И выстрелил в Папа́.

Затрещали выстрелы, их начали убивать.

Родителей убили быстро, почти моментально. Сестер убивали дольше, они кричали. Демидова бегала по комнате, прикрываясь от пуль подушкой. Светящиеся люди при всем этом стояли неподвижно, не падали и не кричали, а только светили все ярче. На них появлялись точки и полосы, и оттуда шло особенно яркое сияние.

Он вдруг увидел, что его светящийся человек больше не светится, а лежит на полу. Все уже были убиты, и только его двойник лежал и тихо стонал. Тогда подошел Юровский и сделал несколько выстрелов. Стон прекратился.

Он поднялся со стула, ожидая, что его тоже убьют. Но его почему-то никто не замечал. Охранники ходили мимо, обшаривали тела, снимая с них, какие находили, украшения. Светящиеся люди тоже не видели его. Он подошел к светящейся Мама́, но она глядела сквозь него, и руки ее все так же были сложены на груди. Только когда он попытался прикоснуться к ней, она поглядела чуть строго, и он понял, что делать этого нельзя. Постояв, светящиеся люди стали выходить из комнаты. Впереди шел Папа́, за ним Мама́, сестры, Боткин, Демидова… В это время обыск трупов закончился, Юровский осмотрел собранные драгоценности и дал знак, чтобы убитых выносили и складывали в грузовик, который поджидающе тарахтел во дворе. Он тоже стал осторожно, оглядываясь, подниматься. В комнате страшно пахло кровью, и сам он был забрызган ею так, что одежда в некоторых местах липла к спине, ногам и животу. Он вышел во двор. Никто снова его не остановил, все были заняты своими заботами, тихо переговаривались и грузили трупы в машину. Светящихся людей уже не было. Он посмотрел, как грузовик отъезжает, и пошел по улице куда глаза глядят. Ни страха, ни слез в нем не было, точно у него отсекли сердце и увезли на том грузовике. Странно, что и болей, мучивших его эти месяцы, тоже не было. Ничего не было.

И тут только вспомнил о звезде. Ладонь с футляром все это время была сжатой, так что начала даже болеть. Открыв футляр, поглядел на маленький светящийся камень. Теперь все было понятно: этот отец Кирилл, навестивший их тогда в поезде, оказался прав. Рождественская звезда спасла ему жизнь. Вот только для чего? Хотя бы для того, чтобы лечь где-нибудь и поспать, с самого расстрела его мучила зевота. Он улегся на траву, перекрестился и заснул.

* * *

Проснувшись утром, когда выпала роса, он позвал Мама́, потом вспомнил все и от ужаса снова заснул.

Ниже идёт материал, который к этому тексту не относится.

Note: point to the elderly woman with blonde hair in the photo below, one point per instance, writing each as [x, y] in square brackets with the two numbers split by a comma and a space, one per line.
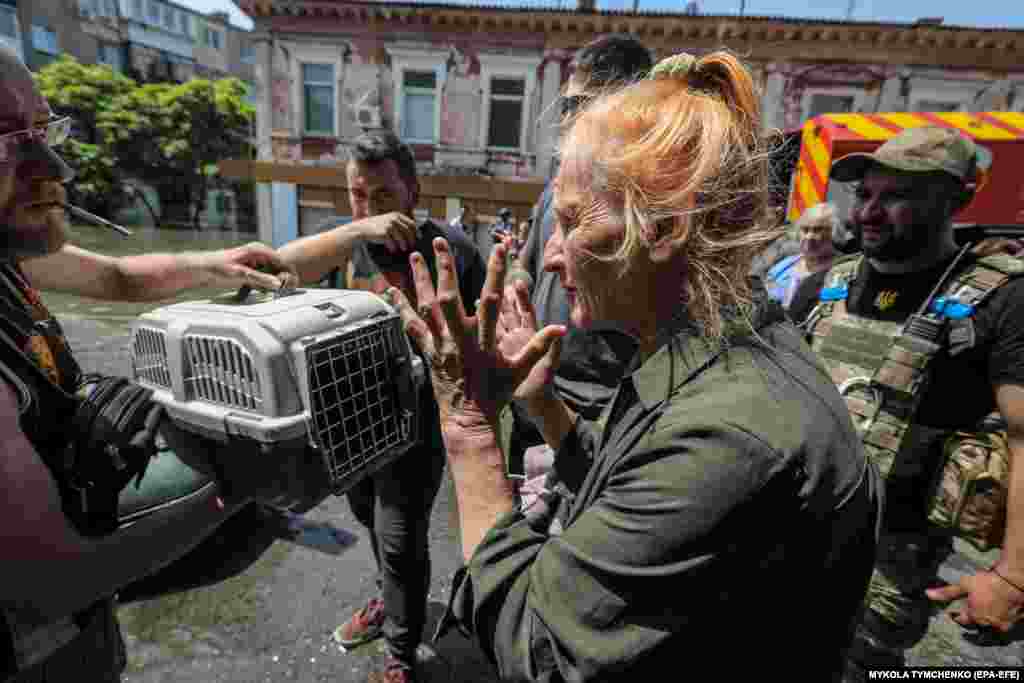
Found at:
[720, 511]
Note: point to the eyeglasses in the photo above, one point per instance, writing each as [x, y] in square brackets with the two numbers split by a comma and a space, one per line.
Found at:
[571, 103]
[52, 134]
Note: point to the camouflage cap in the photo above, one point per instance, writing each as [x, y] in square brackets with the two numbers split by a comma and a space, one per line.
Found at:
[922, 150]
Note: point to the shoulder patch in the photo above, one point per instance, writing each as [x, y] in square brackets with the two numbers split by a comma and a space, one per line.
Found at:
[1005, 263]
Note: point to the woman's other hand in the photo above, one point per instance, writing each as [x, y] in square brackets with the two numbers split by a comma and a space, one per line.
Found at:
[477, 363]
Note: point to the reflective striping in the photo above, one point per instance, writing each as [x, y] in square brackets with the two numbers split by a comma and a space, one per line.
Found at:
[885, 125]
[796, 206]
[812, 170]
[818, 146]
[901, 121]
[935, 120]
[857, 125]
[1006, 121]
[976, 126]
[808, 195]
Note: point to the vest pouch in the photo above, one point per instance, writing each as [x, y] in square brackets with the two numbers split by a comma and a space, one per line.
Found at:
[971, 488]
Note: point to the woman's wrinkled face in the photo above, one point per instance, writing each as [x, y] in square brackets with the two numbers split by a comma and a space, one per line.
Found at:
[588, 224]
[815, 240]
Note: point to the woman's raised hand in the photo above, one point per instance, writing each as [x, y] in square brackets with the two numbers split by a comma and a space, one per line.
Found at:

Окончательно он изволил пробудиться уже в полдень и остаток дня бродил по городу. Неприятное впечатление, полученное от Екатеринбурга при приезде, только усилилось. По городу текла мелкая речка; умывшись, он с наслаждением швырнул в нее пару камней и послушал звук.

За этот день он сделал одно важное наблюдение – люди не замечали его.

Вначале он прятался, а потом, осмелев, поставил даже несколько рискованных опытов: подходил почти вплотную к местным типам и наблюдал, что за этим последует. Люди глядели сквозь него, разговаривали сквозь него друг с другом, а один тип даже попытался сквозь него пройти, но, преткнувшись, поморщился, обошел и пошел дальше.

Вначале это даже обрадовало его: он боялся, что большевики поймут свою ошибку и пошлют погоню. Но с каждым новым опытом радости становилось все меньше. Он даже засомневался, взаправду ли он остался жив. Может, он призрак? Вот еще не хватало! Но он видел свою тень, свое отражение в окнах и лужах. Если он и был призраком, то принадлежал к какому-то еще не изученному наукой их виду. К вечеру он почувствовал голод и ворчание в животе. Это тоже утвердило его в мысли, что он жив, хотя и скрытым для окружающих образом.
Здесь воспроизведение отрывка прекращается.